A pandemia é um espelho das mazelas humanas. A lógica do salve-se quem puder, faz nascer a lógica do todos contra todos. Diante desse cenário, Francisco propõe a fraternidade e a amizade social, haja visto ninguém se salvar sozinho. Sobre o alicerce bíblico e uma antropologia samaritana reflete que a fraternidade não é fruto de automatismo, ou de sangue, mas que a fraternidade é uma escolha ética, é uma construção moral. Assim, o meu próximo é aquele do qual me faço presente.

O amor deve ser a estrutura vital do ser e das escolhas, o amor abre-nos à universalidade. A liberdade é um direito e um dever de todo homem, pois é ela que tira do abstrato a igualdade e a liberdade. A vida humana é o primeiro valor, se a vida humana é o primeiro valor, devemos levar em conta que a propriedade não tem valor absoluto, mas possui uma função social.

É preciso, portanto, assumir novas perspectivas e não desviar o olhar das grandes migrações humanas em virtude da pobreza e da fome. Assim, nos convida a aprofundar o conceito de cidadania para que o mesmo não se torne discriminatório.
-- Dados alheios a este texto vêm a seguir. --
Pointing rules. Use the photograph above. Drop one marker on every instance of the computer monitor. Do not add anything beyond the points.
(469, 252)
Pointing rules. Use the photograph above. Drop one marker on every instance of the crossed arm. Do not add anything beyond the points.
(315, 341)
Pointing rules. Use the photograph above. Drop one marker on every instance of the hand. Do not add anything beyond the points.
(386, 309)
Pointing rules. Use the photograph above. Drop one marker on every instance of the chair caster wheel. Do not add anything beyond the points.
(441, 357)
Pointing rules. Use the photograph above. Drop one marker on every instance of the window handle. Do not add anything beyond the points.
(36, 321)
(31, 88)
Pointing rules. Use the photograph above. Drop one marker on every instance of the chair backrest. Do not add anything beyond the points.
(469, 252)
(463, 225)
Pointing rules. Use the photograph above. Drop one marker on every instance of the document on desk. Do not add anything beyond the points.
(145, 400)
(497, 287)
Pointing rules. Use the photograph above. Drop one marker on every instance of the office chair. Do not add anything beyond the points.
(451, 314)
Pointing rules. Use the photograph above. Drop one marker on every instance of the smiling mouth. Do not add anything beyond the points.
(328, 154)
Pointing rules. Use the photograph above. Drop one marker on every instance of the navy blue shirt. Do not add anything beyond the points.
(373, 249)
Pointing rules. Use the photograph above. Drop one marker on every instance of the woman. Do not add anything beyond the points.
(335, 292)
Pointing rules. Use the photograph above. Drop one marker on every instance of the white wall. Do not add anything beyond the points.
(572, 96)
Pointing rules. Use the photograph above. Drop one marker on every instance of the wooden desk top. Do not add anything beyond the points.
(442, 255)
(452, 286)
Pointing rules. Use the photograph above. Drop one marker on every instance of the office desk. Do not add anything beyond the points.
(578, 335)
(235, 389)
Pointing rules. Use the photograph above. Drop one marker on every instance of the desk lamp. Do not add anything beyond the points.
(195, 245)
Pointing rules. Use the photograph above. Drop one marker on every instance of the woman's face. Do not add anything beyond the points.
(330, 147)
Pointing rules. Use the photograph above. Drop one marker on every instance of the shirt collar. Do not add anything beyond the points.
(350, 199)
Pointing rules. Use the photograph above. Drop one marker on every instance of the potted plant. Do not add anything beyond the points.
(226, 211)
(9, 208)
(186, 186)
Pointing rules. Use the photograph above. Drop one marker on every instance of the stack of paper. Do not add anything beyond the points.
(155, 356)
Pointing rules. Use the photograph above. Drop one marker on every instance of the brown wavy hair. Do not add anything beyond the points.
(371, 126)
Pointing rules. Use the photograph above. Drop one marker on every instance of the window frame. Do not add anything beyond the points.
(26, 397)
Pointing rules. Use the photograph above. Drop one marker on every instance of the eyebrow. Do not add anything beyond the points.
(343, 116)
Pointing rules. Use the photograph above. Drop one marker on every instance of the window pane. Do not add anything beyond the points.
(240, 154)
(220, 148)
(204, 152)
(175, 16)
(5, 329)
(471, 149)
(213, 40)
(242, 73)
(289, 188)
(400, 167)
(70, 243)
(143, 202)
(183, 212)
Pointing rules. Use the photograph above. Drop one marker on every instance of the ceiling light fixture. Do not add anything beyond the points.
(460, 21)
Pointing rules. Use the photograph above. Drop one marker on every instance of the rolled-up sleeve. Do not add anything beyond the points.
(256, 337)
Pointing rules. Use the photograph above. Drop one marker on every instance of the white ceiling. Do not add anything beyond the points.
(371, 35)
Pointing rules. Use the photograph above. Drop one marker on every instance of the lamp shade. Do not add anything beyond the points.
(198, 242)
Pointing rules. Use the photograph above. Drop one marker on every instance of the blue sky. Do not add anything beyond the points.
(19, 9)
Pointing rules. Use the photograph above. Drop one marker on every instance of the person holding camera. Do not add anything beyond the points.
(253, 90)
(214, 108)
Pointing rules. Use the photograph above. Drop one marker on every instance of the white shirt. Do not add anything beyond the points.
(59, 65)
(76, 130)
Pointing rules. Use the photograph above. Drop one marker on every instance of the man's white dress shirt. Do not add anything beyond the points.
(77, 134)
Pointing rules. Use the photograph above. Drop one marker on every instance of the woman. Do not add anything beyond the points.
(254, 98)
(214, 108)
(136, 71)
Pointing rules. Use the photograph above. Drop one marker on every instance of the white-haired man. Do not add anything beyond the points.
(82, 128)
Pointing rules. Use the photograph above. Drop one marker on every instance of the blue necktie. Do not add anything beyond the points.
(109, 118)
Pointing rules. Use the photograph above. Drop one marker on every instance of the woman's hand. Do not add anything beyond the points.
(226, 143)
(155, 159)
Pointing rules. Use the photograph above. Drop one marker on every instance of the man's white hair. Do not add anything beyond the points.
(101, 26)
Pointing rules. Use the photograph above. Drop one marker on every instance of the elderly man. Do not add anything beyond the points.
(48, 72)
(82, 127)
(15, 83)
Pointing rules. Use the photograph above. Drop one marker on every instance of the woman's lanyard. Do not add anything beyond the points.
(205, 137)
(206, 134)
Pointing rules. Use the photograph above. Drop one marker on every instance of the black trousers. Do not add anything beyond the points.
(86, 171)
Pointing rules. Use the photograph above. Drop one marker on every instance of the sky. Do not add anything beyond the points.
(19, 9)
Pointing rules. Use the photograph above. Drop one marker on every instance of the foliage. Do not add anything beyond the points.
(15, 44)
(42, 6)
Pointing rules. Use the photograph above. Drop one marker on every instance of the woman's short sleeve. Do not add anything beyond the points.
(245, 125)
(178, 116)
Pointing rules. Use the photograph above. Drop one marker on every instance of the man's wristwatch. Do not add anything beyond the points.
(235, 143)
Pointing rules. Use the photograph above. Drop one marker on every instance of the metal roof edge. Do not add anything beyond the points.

Interpela-nos a um intercambio, onde todos podem contribuir, de modo, a reaprendermos a conjugar o local com o global e vice-versa, para assim fugirmos dos fixismos e visões reducionistas.

Mas para isso, enfatiza que precisamos formar agentes políticos que compreendam a política como serviço ao bem comum, que não se reduz à soma de bens individuais. Nessa perspectiva, critica o populismo com medidas simplistas e critica também os neoliberais que se pautam pelo mercado. E faz um louvor à política que é um instrumento de formação da pessoa humana e uma forma de caridade.

O capítulo VI é o mais filosófico, e nele Francisco explora dois conceitos: o diálogo e a amizade social para ver e escutar melhor. Argumenta que a chave do mundo é dialógica, assim o diálogo é imprescindível para cultivar a cultura do encontro. Na nossa sociedade há muitos desencontros e para mudar essa situação é preciso levar em conta que ninguém é inútil. A paz é um trabalho artesanal cuidadoso e demorado e para fazê-lo emergir é preciso um novo pacto social que depende de cada um de nós. Mas para isso, enseja que recuperemos a gentileza; “com licença, desculpe” recuperemos a capacidade de pedir e dar o perdão, de nos reconciliarmos.

De um modo muito lúcido, Francisco compreende que o perdão e a reconciliação não estão na linha do esquecimento, mas do não perpetuar a linha da vingança. Convida-nos a uma teologia da gentileza – obrigado, gratidão – afinal a nossa vida é obra de outros.

Ao final da Encíclica, Francisco deixa claro que esse discurso não é para fora ou para os de fora, mas é para dentro. E diz que a consciência de que somos filhos deve levar-nos à consciência de que somos irmãos. A religião é para a vida, por isso deve promover a fraternidade e a liberdade religiosa. E o ponto de partida é o olhar de Deus, que ama a todos de igual modo. Convida-nos, portanto, a uma espiritualidade da fraternidade. Nos acheguemos à janela para vermos e sermos vistos, conhecermos e sermos conhecidos, amarmos e sermos amados e assim, construirmos um mundo fraterno e justo sem deixar ninguém de fora, a começar pelos últimos.

BIBLIOGRAFIA

FRANCISCO, Papa. Carta Encíclica Fratelli Tutti (Sobre a fraternidade e a amizade social). Brasília: Edições CNBB, 2020.